In this use case we want to query our data lake in an ad-hoc manner and learn how to create views of our batch processing results.
Reading from the (structured) data lake in an SQL-like manner and storing the results in a new table.
gcloud dataproc clusters create pk-hadoop --region us-central1 --initialization-actions gs://goog-dataproc-initialization-actions-us-central1/cloud-sql-proxy/cloud-sql-proxy.sh,gs://goog-dataproc-initialization-actions-us-central1/sqoop/sqoop.sh --metadata "hive-metastore-instance=pk-bigdata:us-central1:pk-sql" --scopes sql-admin --properties=hive:hive.metastore.warehouse.dir=gs://pk-gcs/hive-warehouse --enable-component-gateway --optional-components ANACONDA,JUPYTER --project pk-bigdata
Cluster creation will take 2-3 minutes.
Please open a Jupyter Notebook and save it under "BigData - Query and Extraction - PySpark SQL access to the Data Lake".

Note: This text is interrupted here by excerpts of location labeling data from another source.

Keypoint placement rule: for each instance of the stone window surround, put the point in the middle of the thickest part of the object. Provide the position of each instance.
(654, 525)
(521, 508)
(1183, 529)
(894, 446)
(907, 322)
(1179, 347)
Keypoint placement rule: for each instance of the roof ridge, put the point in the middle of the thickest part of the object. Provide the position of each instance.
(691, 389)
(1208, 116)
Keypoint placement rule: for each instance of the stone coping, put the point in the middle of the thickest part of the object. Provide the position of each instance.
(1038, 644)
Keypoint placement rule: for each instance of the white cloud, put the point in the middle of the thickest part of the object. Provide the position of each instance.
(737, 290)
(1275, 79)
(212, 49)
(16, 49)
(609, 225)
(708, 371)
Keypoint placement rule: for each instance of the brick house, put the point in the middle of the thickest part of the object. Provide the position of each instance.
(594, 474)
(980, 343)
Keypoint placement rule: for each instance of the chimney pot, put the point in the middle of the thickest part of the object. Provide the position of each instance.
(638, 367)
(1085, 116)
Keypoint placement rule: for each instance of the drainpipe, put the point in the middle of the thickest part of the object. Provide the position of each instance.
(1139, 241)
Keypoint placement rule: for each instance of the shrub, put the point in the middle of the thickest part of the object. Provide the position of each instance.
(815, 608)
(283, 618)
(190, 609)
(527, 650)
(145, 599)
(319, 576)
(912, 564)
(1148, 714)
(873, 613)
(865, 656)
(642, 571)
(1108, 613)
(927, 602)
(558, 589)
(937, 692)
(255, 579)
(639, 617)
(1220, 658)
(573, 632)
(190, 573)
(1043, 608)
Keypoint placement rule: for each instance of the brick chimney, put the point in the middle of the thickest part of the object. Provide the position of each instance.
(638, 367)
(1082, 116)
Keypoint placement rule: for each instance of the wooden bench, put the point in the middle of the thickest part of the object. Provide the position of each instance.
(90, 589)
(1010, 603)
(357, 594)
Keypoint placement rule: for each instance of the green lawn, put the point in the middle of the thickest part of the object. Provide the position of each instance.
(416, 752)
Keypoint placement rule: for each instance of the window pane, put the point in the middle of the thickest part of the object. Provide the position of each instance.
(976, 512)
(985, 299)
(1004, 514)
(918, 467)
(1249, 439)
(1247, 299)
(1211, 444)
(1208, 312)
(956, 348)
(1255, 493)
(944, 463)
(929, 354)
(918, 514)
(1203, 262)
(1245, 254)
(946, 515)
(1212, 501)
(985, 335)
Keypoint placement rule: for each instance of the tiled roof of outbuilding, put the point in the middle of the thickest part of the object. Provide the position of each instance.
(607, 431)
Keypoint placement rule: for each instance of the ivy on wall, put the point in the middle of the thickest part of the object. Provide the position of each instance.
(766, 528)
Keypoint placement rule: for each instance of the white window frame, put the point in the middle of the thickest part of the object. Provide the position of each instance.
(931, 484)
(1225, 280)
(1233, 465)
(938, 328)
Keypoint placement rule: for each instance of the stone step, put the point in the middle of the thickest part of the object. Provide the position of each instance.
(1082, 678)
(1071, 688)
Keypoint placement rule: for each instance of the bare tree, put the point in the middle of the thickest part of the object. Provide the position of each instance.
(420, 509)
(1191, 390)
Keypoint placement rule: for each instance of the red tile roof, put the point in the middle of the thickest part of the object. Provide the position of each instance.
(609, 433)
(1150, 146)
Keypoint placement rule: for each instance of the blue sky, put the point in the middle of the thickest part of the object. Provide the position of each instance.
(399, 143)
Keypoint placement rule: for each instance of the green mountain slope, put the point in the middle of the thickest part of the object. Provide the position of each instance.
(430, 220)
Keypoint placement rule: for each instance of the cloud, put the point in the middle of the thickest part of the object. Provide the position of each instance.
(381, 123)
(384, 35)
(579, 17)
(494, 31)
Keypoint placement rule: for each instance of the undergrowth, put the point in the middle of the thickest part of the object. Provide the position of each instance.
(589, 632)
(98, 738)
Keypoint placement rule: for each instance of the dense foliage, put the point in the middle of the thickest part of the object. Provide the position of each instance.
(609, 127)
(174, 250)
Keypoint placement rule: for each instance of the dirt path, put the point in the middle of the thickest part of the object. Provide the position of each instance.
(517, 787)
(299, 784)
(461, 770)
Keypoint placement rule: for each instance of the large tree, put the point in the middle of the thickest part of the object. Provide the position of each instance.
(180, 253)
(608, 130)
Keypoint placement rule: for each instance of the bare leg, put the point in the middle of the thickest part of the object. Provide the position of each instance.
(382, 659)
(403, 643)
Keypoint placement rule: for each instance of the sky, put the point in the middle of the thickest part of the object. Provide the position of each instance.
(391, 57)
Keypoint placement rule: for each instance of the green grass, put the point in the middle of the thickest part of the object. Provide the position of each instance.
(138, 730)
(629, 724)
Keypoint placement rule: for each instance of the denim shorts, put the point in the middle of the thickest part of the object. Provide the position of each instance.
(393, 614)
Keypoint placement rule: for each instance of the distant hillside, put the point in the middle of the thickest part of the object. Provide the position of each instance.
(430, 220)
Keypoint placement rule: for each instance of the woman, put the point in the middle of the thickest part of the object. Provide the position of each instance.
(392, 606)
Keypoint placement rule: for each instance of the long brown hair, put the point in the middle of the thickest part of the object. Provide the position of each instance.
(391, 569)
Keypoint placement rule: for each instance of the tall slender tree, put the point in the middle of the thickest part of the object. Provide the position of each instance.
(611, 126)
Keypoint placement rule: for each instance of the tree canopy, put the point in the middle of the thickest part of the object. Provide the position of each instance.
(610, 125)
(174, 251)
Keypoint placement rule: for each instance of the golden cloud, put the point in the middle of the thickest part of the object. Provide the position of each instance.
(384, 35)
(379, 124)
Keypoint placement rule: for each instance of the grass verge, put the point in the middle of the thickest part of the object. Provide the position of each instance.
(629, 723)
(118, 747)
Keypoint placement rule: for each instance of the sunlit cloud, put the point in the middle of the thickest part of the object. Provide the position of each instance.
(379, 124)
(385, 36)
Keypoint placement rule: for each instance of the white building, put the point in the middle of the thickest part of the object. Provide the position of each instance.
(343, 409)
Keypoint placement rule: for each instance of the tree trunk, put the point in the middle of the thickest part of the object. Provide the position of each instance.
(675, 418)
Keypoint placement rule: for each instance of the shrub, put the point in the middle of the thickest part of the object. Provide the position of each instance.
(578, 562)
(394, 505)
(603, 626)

As you already know, the variable "spark" allows us to access the Spark cluster via the Spark SQL API. Thus, we can execute our query by simply entering:
# read from data lake (via Hive)
df = spark.sql("SELECT region, avg(sales_value) as average_sales FROM sales GROUP BY region")
df.toPandas()
The following command furthermore allows us to store the results in a newly generated table:
# write to data lake and create a new table
df.write.mode("overwrite").saveAsTable("sales_statistics_region")
Comparable to the BigQuery lab, you can also use Spark with Hive to create views. This will result in always up-to-date statistics for our regions, however, querying the view is slower than a persisted table (like sales_statistics_region) we created above.
# create a view
spark.sql("CREATE VIEW sales_statistics_region_view AS SELECT region, avg(sales_value) as average_sales FROM sales GROUP BY region")
Reading the view:
# read from the view
df_stat = spark.sql("SELECT * FROM sales_statistics_region_view")
df_stat.toPandas()
This is how your notebook should look like now:
Please do not delete your cluster and SQL instance before completing the next lab!
You now know how to interact with the data lake from PySpark (we did this before!) and are familiar with generating new tables and views in PySpark.